Rna multisample

Processing unimodal multi-sample RNA transcriptomics data.

Info

ID: rna_multisample
Namespace: workflows/rna

Example commands

You can run the pipeline using nextflow run.

View help

You can use --help as a parameter to get an overview of the possible parameters.

nextflow run openpipelines-bio/openpipeline \
  -r 2.1.0 -latest \
  -main-script target/nextflow/workflows/rna/rna_multisample/main.nf \
  --help

Run command

Example of params.yaml
# Inputs
id: # please fill in - example: "concatenated"
input: # please fill in - example: "dataset.h5mu"
modality: "rna"
# layer: "foo"

# Output
# output: "$id.$key.output.h5mu"

# Filtering highly variable features
highly_variable_features_var_output: "filter_with_hvg"
highly_variable_features_obs_batch_key: "sample_id"
highly_variable_features_flavor: "seurat"
# highly_variable_features_n_top_features: 123

# QC metrics calculation options
var_qc_metrics: ["filter_with_hvg"]
top_n_vars: [50, 100, 200, 500]
output_obs_num_nonzero_vars: "num_nonzero_vars"
output_obs_total_counts_vars: "total_counts"
output_var_num_nonzero_obs: "num_nonzero_obs"
output_var_total_counts_obs: "total_counts"
output_var_obs_mean: "obs_mean"
output_var_pct_dropout: "pct_dropout"

# RNA Scaling options
enable_scaling: false
scaling_output_layer: "scaled"
# scaling_max_value: 123.0
scaling_zero_center: true

# Nextflow input-output arguments
publish_dir: # please fill in - example: "output/"
# param_list: "my_params.yaml"

# Arguments
nextflow run openpipelines-bio/openpipeline \
  -r 2.1.0 -latest \
  -profile docker \
  -main-script target/nextflow/workflows/rna/rna_multisample/main.nf \
  -params-file params.yaml
Note

Replace -profile docker with -profile podman or -profile singularity depending on the desired backend.

Argument groups

Inputs

Name Description Attributes
--id ID of the concatenated file string, required, example: "concatenated"
--input Path to the samples. file, required, example: "dataset.h5mu"
--modality Modality to process. string, default: "rna"
--layer Input layer to use.
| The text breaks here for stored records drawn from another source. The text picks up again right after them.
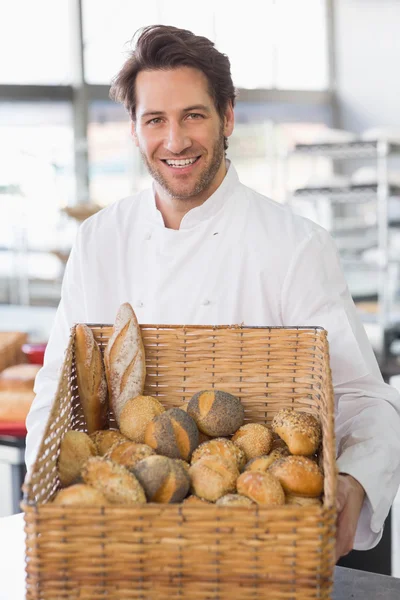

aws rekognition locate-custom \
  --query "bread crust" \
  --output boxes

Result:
[104,302,146,425]
[75,323,108,435]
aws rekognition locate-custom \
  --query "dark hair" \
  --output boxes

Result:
[110,25,236,121]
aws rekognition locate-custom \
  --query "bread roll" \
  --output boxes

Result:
[216,494,255,506]
[237,471,285,506]
[105,441,155,471]
[53,483,108,506]
[133,456,190,503]
[82,456,146,505]
[269,456,324,497]
[119,396,165,444]
[90,429,129,456]
[57,430,97,487]
[104,302,146,425]
[75,324,108,434]
[144,408,199,461]
[0,364,41,392]
[244,448,289,473]
[187,390,244,437]
[189,456,239,502]
[232,423,272,461]
[191,438,246,471]
[272,408,321,456]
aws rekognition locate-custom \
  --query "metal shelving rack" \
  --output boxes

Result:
[287,140,400,332]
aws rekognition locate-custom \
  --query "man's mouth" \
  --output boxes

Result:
[161,156,200,169]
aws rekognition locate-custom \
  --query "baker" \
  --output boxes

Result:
[26,25,400,558]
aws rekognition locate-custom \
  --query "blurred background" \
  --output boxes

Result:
[0,0,400,572]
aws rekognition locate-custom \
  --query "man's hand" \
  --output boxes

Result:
[336,474,365,561]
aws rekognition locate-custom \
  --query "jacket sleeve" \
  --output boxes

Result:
[281,228,400,550]
[25,233,86,472]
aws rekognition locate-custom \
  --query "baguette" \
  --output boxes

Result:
[75,324,108,435]
[104,302,146,425]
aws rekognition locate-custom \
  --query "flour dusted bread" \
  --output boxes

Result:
[75,324,108,434]
[104,302,146,424]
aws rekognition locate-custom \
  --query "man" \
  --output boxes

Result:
[26,26,400,557]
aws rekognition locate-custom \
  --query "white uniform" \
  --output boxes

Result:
[26,165,400,549]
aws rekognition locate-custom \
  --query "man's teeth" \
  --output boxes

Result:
[166,158,197,167]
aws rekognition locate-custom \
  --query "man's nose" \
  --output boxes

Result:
[164,123,192,154]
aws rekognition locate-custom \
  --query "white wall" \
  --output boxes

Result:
[334,0,400,132]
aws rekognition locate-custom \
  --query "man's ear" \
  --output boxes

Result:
[224,101,235,137]
[131,121,139,146]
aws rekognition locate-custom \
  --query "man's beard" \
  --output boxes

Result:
[139,127,225,200]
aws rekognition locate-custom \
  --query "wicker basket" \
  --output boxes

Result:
[23,325,336,600]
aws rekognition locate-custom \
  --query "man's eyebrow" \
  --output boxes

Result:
[140,104,211,119]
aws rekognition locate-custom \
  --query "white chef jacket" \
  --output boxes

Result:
[26,161,400,549]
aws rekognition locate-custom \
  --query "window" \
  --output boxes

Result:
[83,0,328,90]
[0,0,72,85]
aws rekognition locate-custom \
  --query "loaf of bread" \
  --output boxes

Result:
[104,302,146,425]
[272,408,321,456]
[0,364,41,392]
[187,390,244,437]
[189,456,239,502]
[119,396,165,444]
[57,429,97,487]
[237,471,285,506]
[232,423,272,461]
[191,438,246,471]
[133,456,190,504]
[82,456,146,505]
[144,408,199,461]
[269,456,324,498]
[53,483,108,506]
[216,494,255,506]
[89,429,129,456]
[244,448,289,473]
[75,324,108,434]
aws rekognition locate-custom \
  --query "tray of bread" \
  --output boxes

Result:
[22,304,336,600]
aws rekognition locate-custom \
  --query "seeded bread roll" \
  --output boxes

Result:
[53,483,108,506]
[119,396,165,444]
[272,408,321,456]
[133,456,190,504]
[216,494,255,506]
[191,438,246,471]
[244,448,289,473]
[286,494,322,506]
[104,302,146,425]
[105,442,155,471]
[57,429,97,487]
[75,324,108,434]
[232,423,272,461]
[187,390,244,437]
[269,456,324,497]
[90,429,129,456]
[144,408,199,461]
[237,471,285,506]
[189,456,239,502]
[82,456,146,505]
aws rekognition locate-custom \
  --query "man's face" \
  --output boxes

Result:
[132,67,233,200]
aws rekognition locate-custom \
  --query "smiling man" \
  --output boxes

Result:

If not specified, .X is used. string

Output

Name Description Attributes
--output Destination path to the output. file, required, example: "output.h5mu"

Filtering highly variable features

Name Description Attributes
--highly_variable_features_var_output In which .var slot to store a boolean array corresponding to the highly variable features. string, default: "filter_with_hvg"
--highly_variable_features_obs_batch_key If specified, highly-variable features are selected within each batch separately and merged. This simple process avoids the selection of batch-specific features and acts as a lightweight batch correction method. For all flavors, featues are first sorted by how many batches they are highly variable. For dispersion-based flavors ties are broken by normalized dispersion. If flavor = ‘seurat_v3’, ties are broken by the median (across batches) rank based on within-batch normalized variance. string, default: "sample_id"
--highly_variable_features_flavor Choose the flavor for identifying highly variable features. For the dispersion based methods in their default workflows, Seurat passes the cutoffs whereas Cell Ranger passes n_top_features. string, default: "seurat"
--highly_variable_features_n_top_features Number of highly-variable features to keep. Mandatory if filter_with_hvg_flavor is set to ‘seurat_v3’. integer

QC metrics calculation options

Name Description Attributes
--var_qc_metrics Keys to select a boolean (containing only True or False) column from .var. For each cell, calculate the proportion of total values for genes which are labeled ‘True’, compared to the total sum of the values for all genes. List of string, default: "filter_with_hvg", example: "ercc,highly_variable", multiple_sep: ","
--top_n_vars Number of top vars to be used to calculate cumulative proportions. If not specified, proportions are not calculated. --top_n_vars 20,50 finds cumulative proportion to the 20th and 50th most expressed vars. List of integer, default: 50, 100, 200, 500, multiple_sep: ","
--output_obs_num_nonzero_vars Name of column in .obs describing, for each observation, the number of stored values (including explicit zeroes). In other words, the name of the column that counts for each row the number of columns that contain data. string, default: "num_nonzero_vars"
--output_obs_total_counts_vars Name of the column for .obs describing, for each observation (row), the sum of the stored values in the columns. string, default: "total_counts"
--output_var_num_nonzero_obs Name of column describing, for each feature, the number of stored values (including explicit zeroes). In other words, the name of the column that counts for each column the number of rows that contain data. string, default: "num_nonzero_obs"
--output_var_total_counts_obs Name of the column in .var describing, for each feature (column), the sum of the stored values in the rows. string, default: "total_counts"
--output_var_obs_mean Name of the column in .obs providing the mean of the values in each row. string, default: "obs_mean"
--output_var_pct_dropout Name of the column in .obs providing for each feature the percentage of observations the feature does not appear on (i.e. is missing). Same as --num_nonzero_obs but percentage based. string, default: "pct_dropout"

RNA Scaling options

Options for enabling scaling of the log-normalized data to unit variance and zero mean. The scaled data will be output a different layer and representation with reduced dimensions will be created and stored in addition to the non-scaled data.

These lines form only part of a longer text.